In diesem Zusammenhang muss man zunächst der Annahme widersprechen, Rechtsgleichheit und die – relativ – demokratische Verfasstheit des Staates1 gingen auf das Konto des Liberalismus. Tatsächlich hatten die liberalen Vordenker, ebenso wie das Bürgertum im Allgemeinen, ein erstaunlich flexibles Verhältnis zu Sklaverei, gewaltsamer Kolonialisierung und Menschenschinderei. George Washington, Benjamin Franklin und Thomas Jefferson, die Gründer der modernen liberalen Staatlichkeit in den USA, fühlten sich nicht nur der Idee der Gewaltenteilung und den Idealen der Aufklärung verpflichtet, sondern waren auch Sklavenhalter und hielten das offenbar für keinen grösseren Widerspruch zu ihren Freiheitsidealen. Auch die Tatsache, dass der Staat Arbeiter, Frauen und Nichtweisse in den darauffolgenden Jahrhunderten nach und nach als Bürgerinnen und Bürger mit gleichem Wahlrecht akzeptierte, war keineswegs eine Errungenschaft des politischen Liberalismus, sondern eine Reaktion auf gesellschaftliche Kämpfe. In Grossbritannien und Preussen herrschte noch bis ins Jahr 1918 ein Drei-Klassen-Wahlrecht, das den Vermögenden die politische Macht sicherte. So entsandten die reichsten vier Prozent der männlichen Bevölkerung in Preussen ebenso viele Abgeordnete ins Parlament wie die vierzig Prozent männlicher Arbeiter. Fünfzig weitere Prozent der Bevölkerung, nämlich die Frauen aller Klassen, hatten überhaupt nichts zu melden. Sprich: Zwei Prozent der Bevölkerung hatten ein Drittel der politischen Macht. Erst mit der Bewegung der Suffragetten (die sich im Übrigen militant Gehör verschafften und dafür teilweise im Gefängnis landeten) und mit den Arbeiter- und Soldatenrevolutionen setzte sich 1918 in den meisten europäischen Ländern das allgemeine und freie Wahlrecht durch. (Die Schweiz war hier insofern ein Sonderfall, als demokratische Bewegungen schon im 19. Jahrhundert wichtige Erfolge errungen hatten. Doch dafür blieben und bleiben Frauen und Eingewanderte hier besonders lange aussen vor.)

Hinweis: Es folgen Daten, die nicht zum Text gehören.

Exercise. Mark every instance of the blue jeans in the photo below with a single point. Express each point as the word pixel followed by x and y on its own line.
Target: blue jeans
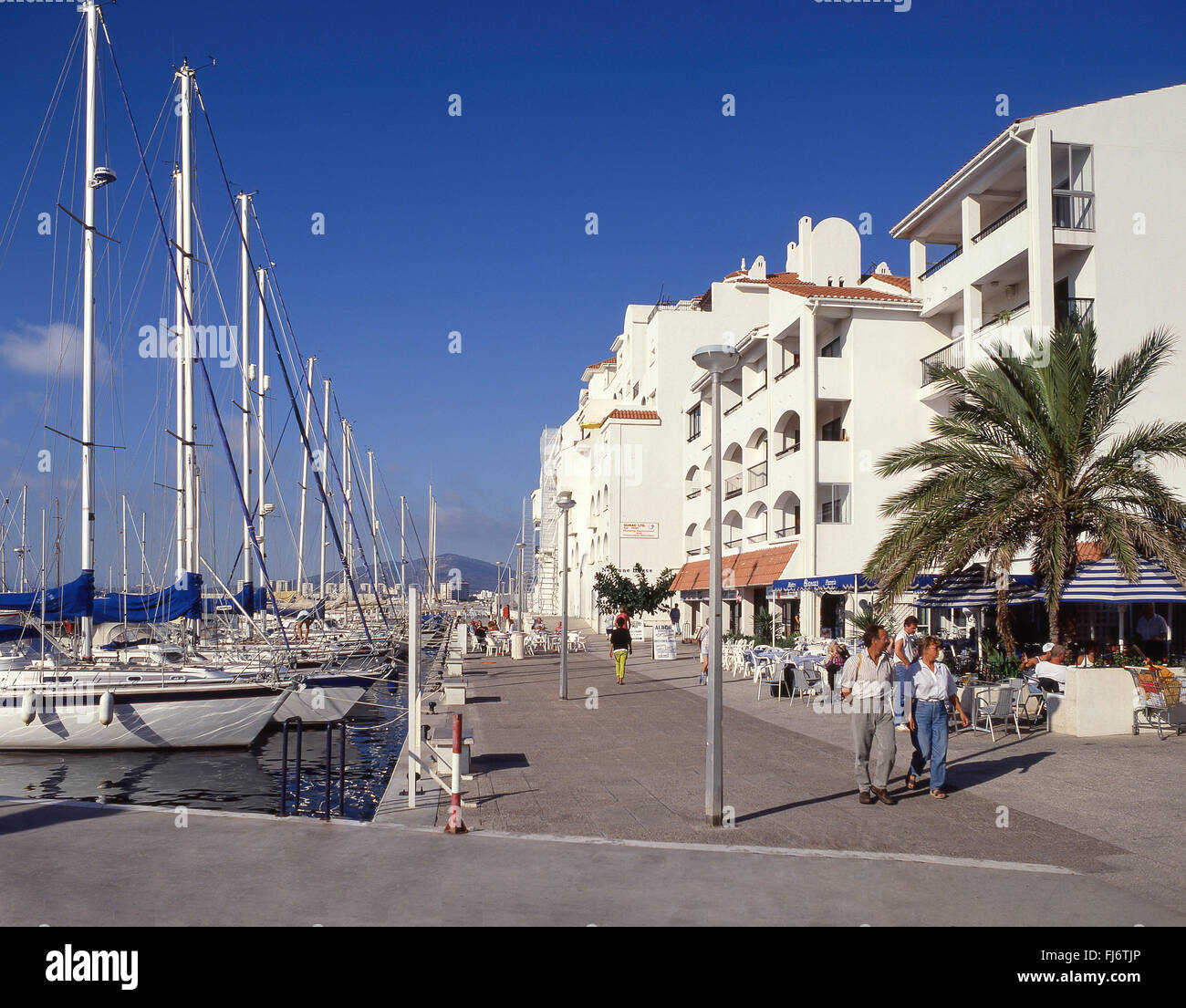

Man muss sich das vergegenwärtigen: Auf der einen Seite ist der moderne Staat ein ganz anderes politisches Gebilde als jener bürgerliche Staat, den die Linken des 19. Jahrhunderts von Marx bis Bakunin attackierten. Andererseits sind allgemeines Wahlrecht, soziale Sicherungssysteme und die rechtliche Emanzipation von Frauen, Arbeitern und Schwarzen – also die zentralen Errungenschaften moderner Staatlichkeit – nicht an bürgerlichen Schreibtischen ersonnen, sondern in den sozialen Kämpfen von Unterdrückten und Ausgeschlossenen geboren worden. Die Widersprüche des liberaldemokratischen Staates sind genau hierin begründet: Seine Gesetze und Institutionen sind Kompromisse, mit denen man auf soziale Forderungen reagierte, ohne die Herrschaftsbeziehungen als solche zu gefährden. Und so erklärt sich denn eben auch, warum der Staat eine formale Gleichheit formuliert, die von den ökonomischen Verhältnissen im realen Leben zur Farce gemacht wird.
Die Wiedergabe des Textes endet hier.